Contrary to the implication in the title, a conversational UX doesn’t have to be a literal conversation, the term refers to back and forth interaction in which both parties come to understand each other.
Most current conversational user experiences are based around small snippets of micro-copy. In a conversational user experience, you’ll never need to understand the hamburger menu, because there won’t be one, the app—web, or native—will simply adapt to your inquiries. And if device operating systems follow suit, you may not even download apps, your OS will simply determine which apps and services to use on your behalf, based on prior usage.
The economic reality is that any task that can be automated, will be automated
A conversational UX is more responsive than any existing app or site. A conversational UX can have the same interaction as a million call centers, without the need for hold music, security questions, or checking with its supervisor. A conversational UX doesn’t need onboarding and won’t suffer the same drop-off rates as apps, because it will adapt to the user’s (or programmer’s) needs. The economic reality is that any task that can be automated, will be automated.
The one weakness of a conversational UX is that we don’t trust AI. Trust is a core value of any successful user experience. Connecting on an emotional level is the ultimate tool of most design processes; one of the reasons the term “UX” has outgrown “UI” is that the former implies empathy, the latter implies mere utility. Whether it’s a luddite’s aversion to new technology, or too many ‘80s sci-fi movies, we always suspect an ulterior motive. As Ripley discovered, behind every Bishop there’s a Weyland-Yutani.

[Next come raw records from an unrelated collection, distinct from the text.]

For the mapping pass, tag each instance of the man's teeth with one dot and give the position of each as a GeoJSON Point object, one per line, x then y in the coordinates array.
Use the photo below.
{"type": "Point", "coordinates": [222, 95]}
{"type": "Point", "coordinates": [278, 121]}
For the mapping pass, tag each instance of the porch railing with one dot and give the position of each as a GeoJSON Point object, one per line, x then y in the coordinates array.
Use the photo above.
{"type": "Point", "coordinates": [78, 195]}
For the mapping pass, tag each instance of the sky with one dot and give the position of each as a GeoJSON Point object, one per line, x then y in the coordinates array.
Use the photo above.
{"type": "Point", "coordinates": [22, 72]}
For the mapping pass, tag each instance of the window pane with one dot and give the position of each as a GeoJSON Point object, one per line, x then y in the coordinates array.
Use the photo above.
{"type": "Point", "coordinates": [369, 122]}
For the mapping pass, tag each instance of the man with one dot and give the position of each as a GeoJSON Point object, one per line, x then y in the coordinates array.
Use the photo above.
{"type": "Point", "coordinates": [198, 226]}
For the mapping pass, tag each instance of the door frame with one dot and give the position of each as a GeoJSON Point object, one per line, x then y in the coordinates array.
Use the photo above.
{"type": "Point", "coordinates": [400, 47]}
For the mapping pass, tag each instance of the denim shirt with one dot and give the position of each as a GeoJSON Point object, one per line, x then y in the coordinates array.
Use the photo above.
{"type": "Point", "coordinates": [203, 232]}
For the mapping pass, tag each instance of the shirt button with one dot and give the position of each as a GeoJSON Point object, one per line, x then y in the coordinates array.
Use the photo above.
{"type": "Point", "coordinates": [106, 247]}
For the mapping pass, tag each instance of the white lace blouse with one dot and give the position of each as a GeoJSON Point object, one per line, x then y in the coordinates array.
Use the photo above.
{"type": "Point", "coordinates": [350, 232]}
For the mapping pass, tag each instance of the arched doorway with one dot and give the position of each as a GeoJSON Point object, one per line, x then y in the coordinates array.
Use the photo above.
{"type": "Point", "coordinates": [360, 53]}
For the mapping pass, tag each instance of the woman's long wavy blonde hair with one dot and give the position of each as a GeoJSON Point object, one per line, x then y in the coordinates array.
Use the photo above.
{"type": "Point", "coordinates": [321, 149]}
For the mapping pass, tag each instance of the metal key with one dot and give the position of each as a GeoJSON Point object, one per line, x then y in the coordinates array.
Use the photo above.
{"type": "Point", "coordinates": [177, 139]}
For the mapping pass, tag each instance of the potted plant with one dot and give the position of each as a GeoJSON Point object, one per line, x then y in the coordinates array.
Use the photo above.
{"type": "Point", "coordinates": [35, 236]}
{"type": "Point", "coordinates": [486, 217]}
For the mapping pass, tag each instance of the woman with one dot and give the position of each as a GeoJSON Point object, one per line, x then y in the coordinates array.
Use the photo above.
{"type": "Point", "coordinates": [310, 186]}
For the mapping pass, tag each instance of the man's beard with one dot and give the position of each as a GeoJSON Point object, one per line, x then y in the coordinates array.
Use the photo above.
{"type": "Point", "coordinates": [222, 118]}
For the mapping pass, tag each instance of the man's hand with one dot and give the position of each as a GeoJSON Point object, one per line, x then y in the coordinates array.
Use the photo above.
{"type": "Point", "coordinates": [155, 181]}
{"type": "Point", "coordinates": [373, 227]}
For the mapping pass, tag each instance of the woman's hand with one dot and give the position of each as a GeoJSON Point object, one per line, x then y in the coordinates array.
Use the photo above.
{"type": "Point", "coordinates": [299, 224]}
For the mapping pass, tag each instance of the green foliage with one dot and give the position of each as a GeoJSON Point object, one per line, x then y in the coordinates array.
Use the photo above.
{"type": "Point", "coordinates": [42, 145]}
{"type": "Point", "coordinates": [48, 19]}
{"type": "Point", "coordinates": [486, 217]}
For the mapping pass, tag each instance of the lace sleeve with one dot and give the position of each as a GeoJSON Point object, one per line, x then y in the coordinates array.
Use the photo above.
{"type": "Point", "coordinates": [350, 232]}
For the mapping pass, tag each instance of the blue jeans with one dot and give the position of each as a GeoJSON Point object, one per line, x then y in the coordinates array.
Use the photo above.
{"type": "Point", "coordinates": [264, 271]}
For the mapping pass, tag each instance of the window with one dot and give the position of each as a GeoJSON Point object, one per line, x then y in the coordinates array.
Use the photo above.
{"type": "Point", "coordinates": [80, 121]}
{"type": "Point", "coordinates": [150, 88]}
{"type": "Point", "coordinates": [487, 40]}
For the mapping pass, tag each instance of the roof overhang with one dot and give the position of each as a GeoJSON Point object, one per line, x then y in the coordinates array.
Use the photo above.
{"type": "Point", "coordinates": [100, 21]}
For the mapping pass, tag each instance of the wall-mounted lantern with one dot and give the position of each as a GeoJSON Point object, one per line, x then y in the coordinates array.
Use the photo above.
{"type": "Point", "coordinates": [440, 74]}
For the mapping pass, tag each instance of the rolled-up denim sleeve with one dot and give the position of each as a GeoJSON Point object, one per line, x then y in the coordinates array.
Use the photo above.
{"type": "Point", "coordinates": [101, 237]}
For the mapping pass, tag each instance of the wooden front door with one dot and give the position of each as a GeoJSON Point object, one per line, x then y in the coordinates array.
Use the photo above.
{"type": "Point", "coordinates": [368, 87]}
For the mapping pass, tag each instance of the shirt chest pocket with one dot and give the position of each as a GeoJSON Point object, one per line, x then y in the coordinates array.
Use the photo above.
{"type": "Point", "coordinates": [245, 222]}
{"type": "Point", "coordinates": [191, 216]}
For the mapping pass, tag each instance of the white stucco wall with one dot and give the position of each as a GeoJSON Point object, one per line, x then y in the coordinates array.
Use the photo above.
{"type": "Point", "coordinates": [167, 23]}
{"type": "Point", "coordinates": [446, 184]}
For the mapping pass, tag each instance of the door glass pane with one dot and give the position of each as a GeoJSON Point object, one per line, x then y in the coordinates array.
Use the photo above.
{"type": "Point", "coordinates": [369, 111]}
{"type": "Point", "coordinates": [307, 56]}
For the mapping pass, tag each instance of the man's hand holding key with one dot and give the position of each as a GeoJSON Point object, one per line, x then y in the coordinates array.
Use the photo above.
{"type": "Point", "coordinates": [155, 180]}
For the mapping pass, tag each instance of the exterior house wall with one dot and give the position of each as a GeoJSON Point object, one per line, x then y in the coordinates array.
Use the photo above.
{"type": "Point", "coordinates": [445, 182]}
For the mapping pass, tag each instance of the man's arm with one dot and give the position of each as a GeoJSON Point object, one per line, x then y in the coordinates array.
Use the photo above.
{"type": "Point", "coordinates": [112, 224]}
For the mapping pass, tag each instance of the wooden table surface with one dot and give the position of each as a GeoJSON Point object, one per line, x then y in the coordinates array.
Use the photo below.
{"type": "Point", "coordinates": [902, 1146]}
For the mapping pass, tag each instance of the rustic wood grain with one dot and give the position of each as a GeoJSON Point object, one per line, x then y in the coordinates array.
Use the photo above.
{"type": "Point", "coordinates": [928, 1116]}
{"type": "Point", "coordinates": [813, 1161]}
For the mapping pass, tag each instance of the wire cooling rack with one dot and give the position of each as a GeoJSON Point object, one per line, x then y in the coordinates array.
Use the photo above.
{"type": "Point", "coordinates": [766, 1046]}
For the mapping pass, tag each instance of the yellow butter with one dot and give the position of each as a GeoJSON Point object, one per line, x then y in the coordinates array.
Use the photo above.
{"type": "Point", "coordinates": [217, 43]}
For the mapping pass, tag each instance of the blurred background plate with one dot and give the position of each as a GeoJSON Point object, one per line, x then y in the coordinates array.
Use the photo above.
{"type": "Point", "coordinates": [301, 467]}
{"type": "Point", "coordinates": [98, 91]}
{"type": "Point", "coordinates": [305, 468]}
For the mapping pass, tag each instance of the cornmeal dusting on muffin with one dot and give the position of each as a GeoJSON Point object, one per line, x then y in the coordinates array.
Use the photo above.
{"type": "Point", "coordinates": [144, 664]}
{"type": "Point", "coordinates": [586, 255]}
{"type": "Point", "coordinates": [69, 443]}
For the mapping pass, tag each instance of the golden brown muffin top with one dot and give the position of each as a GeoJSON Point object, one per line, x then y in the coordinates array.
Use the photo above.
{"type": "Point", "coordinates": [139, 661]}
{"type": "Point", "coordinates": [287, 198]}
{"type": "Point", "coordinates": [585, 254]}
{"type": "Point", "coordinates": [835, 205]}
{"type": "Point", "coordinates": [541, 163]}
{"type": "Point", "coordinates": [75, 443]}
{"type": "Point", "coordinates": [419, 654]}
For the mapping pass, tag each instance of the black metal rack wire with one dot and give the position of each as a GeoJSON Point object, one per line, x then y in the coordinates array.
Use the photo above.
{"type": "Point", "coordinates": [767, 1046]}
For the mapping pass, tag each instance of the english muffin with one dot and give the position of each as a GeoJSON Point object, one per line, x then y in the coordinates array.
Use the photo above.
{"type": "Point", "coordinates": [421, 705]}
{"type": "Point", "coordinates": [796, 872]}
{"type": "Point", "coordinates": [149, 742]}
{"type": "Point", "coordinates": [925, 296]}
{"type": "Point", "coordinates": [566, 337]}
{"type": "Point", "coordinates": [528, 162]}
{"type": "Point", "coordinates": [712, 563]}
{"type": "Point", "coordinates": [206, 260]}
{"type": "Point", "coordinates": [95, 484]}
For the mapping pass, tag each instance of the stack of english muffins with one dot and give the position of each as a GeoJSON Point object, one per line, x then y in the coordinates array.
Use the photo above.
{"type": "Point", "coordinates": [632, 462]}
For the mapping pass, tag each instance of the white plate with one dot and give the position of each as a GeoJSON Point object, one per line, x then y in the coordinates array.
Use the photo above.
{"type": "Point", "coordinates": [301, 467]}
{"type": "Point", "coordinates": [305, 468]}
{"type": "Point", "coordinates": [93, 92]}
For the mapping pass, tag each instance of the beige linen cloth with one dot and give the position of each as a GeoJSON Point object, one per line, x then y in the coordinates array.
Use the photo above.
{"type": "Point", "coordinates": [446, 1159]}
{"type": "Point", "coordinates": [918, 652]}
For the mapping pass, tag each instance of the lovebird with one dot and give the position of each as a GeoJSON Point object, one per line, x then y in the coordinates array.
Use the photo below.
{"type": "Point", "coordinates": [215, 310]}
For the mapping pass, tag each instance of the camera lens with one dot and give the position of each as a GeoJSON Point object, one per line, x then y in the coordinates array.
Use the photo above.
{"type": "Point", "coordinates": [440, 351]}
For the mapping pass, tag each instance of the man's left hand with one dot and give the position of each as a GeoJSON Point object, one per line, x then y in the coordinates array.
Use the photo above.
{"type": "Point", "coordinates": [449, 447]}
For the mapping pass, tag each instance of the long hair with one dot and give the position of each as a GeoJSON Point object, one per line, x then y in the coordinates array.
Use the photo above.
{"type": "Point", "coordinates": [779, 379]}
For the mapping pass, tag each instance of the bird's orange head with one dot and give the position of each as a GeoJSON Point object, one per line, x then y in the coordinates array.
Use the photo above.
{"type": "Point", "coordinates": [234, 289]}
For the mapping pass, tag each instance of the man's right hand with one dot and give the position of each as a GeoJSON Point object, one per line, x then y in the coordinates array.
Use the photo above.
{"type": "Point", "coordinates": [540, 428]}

So we might allow a conversational UX to buy our weekly groceries for us, but would we let one buy our clothes? Book our vacation? Select our college major?
we like robots that can be readily identified as robots
We’re talking about conversational UX now, because the bots that power it are reaching the point of viability. No, they can’t pass the Turing Test, but they really don’t need to. In fact, the current obvious flaws in AI may be precisely what powers the bot revolution.
Conversational UX is so flawed at present, that mistaking a bot for a human is tantamount to being outwitted by a lamppost. The time is ripe for conversational UX, precisely because we can still identify it for what it is; we don’t feel deceived. As Asimov predicted, we like robots that can be readily identified as robots.
The key to conversational UX may be a transparently bot-like personality. Ironically, the most successful conversational UX may be the one that learns to act dumb.